Make do and mend and 3D print

I hate throwing away salvageable electronics. I call it environmental sensitivity. My wife calls it hoarding.

The bottom of the headset has a port that looks suspiciously like it docks into something. Some of the pictures on Amazon show this model sitting in a charging cradle. I doubt they’ve gone to the expense of adding an extra buck converter, so I’m guessing that it takes the same 5VDC as the USB charging port. If I can make a cradle then I can charge my headset. So I did.

I’m still enjoying my trial period on Fusion 360 so I measured the headset, recreated its outline and – in 15 minutes – knocked up a cradle to fit it.

Fusion 360 cradle model

A few hours later and Hephaestus, my trusty 3D printer, has recreated it in Polylactic Acid. It’s a hollow shell with a big hole underneath to fill with wires and soldering. I’ll chop the end off a USB cable and run it through the hole on the side.

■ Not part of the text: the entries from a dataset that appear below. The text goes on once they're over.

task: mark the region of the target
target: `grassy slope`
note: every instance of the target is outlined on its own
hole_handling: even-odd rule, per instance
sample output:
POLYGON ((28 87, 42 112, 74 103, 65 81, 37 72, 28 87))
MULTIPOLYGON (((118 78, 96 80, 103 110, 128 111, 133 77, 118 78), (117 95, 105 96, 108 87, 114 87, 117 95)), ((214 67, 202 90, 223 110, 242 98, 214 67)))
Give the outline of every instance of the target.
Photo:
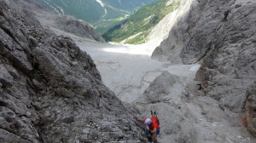
POLYGON ((138 44, 147 41, 146 37, 167 14, 176 9, 180 3, 172 3, 166 6, 166 0, 153 3, 139 9, 133 14, 103 34, 108 41, 120 42, 137 33, 137 37, 128 40, 126 43, 138 44))

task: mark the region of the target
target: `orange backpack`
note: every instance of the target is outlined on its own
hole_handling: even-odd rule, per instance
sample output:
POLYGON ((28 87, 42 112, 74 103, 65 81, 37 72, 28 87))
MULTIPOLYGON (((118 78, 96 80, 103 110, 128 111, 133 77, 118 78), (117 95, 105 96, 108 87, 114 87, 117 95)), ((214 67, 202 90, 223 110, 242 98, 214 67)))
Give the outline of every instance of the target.
POLYGON ((151 120, 153 123, 157 123, 158 125, 160 125, 160 121, 157 117, 157 115, 156 115, 156 112, 152 112, 151 111, 151 115, 152 115, 152 117, 151 117, 151 120))

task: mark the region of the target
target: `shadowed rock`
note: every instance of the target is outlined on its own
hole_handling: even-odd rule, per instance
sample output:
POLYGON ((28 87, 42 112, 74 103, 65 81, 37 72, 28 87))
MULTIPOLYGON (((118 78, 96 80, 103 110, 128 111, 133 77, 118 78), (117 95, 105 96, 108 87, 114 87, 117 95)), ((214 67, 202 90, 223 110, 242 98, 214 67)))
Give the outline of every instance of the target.
POLYGON ((146 142, 90 56, 20 2, 0 0, 1 142, 146 142))

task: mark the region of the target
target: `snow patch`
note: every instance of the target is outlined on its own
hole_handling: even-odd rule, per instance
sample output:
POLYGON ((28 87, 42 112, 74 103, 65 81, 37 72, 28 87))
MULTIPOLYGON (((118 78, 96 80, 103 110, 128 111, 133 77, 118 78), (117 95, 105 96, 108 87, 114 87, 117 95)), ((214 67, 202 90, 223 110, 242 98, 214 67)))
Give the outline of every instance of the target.
POLYGON ((96 1, 99 3, 102 8, 104 8, 104 3, 102 3, 102 1, 101 0, 96 0, 96 1))

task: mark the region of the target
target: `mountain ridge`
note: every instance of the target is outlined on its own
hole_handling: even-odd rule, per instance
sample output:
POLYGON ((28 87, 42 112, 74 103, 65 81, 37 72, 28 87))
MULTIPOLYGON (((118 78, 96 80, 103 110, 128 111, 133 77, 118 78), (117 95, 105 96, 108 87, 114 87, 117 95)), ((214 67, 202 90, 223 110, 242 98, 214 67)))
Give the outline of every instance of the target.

A couple of bent bits of earth core from some T&E cabling make the electrodes, and I “solder” them into place with some PLA filament. A little experimentation with the headset shows which electrode is +5VDC and which is GND.

Well, it works but the headset won’t stay in place. I need Mk 2.0…

Apple popularised (but didn’t invent) the magnetic charging connector as a safe-to-trip-over way of charging its Macbooks. Today magnetic charging bases are common on smart-watches. I reckon that’s how this headset stays in its base.

I test the bottom of the headset with a magnet and, sure enough, there is a magnet either side of the charging port. I drill holes for a pair of magnets in the charging base, glue them in place and…

Voilà. One magnetic charging base, and one headset I don’t have to throw away.

Now, has anyone got a good banana loaf recipe?